Monty Wensel of Failsafe House Lifting B.C. stands underneath the home at 3218 Glasgow Avenue that his company recently lifted. The company uses a new system to lift homes higher to improve access and safety. Submitted

Saanich housing company gets off the ground

FailSafe Housing Lifting B.C. uses patented system for lifting homes

Saanich has become the test ground for a house lifting company that hopes to build on the tight housing market in the Greater Victoria area with the help of its patented lifting system.

FailSafe Housing Lifting B.C. is currently replacing the basement of the house at 3218 Glasgow Avenue after lifting it during its first foray into Greater Victoria using the ATLAS 5 House Lifting System.

Company founder Monty Wensel said his company chose Victoria because its housing market characteristics have created a demand. The combination of low vacancy rates and high housing costs have made it appealing for home owners to add more living space, he said.

“If you are going to add a suite to your house, often the best place is underneath,” he said.

The roots of the company reach back to Regina, where basements require frequent repairs, thanks to the city’s geology. Its clay base — the remains of an ancient sea bed — exposes basements to a continuous, damaging cycle of freezing and thawing.

As a contractor, Wensel worked with traditional housing lifting techniques using wood cribs, but eventually found them to be unsatisfactory.

One defining incident happened in 2006, when a house lifted on wood blocks nearly injured the people working underneath following the failure of the house lifting equipment. This incident inspired Wensel to develop a more secure method that eventually culminated in its ATLAS 5 House Lifting System.

Its core consists of four lifting towers, two primary lifting beams and two secondary lifting beams that can lift one, two and three story houses ranging from 500 to 3,000 square feet up to 18 feet into the air. It can accommodate additional towers and beams to increase lift capacity.

Wensel said it takes about 10 hours to set up the system and another five hours to lift a house. The entire system weighs 31,000 pounds and fits on a single tractor-trailer.

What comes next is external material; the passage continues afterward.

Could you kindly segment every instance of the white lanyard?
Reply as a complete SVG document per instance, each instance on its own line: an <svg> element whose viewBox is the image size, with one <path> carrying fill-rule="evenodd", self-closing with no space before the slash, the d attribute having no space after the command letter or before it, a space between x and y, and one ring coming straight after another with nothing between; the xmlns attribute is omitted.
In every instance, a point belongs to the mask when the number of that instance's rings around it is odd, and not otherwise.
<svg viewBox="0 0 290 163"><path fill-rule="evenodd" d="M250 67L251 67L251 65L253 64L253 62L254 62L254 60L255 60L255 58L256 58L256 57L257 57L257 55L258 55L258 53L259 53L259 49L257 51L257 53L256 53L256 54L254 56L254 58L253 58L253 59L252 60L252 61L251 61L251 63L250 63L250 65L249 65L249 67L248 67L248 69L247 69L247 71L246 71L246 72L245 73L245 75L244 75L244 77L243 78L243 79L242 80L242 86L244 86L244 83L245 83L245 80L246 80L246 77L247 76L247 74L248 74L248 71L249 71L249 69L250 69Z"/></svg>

Wensel said this system offers several advantages. It offers greater safety and movement of freedom for crews and their equipment underneath lifted buildings, said Wensel. These advantages add up, he said. When you make it easier and safer to access the underneath of a house, the work becomes faster and more affordable, he said.

Wensel’s company also offer package deals that combine lifting a structure with performing the work underneath it. This eliminates working with different contractors and having to coordinate them.

“It makes it a lot easier and less stressful for the home owner and more affordable,” he said.

The company has also sold the ATLAS 5 House Lifting System to contractors across North America. Because of its systematic nature, contractors unfamiliar with lifting houses themselves can eventually perform the work themselves. While the system requires a higher initial investment upfront, it will save money down the line.

“It allows projects to go so much smoother, so much faster,” he said.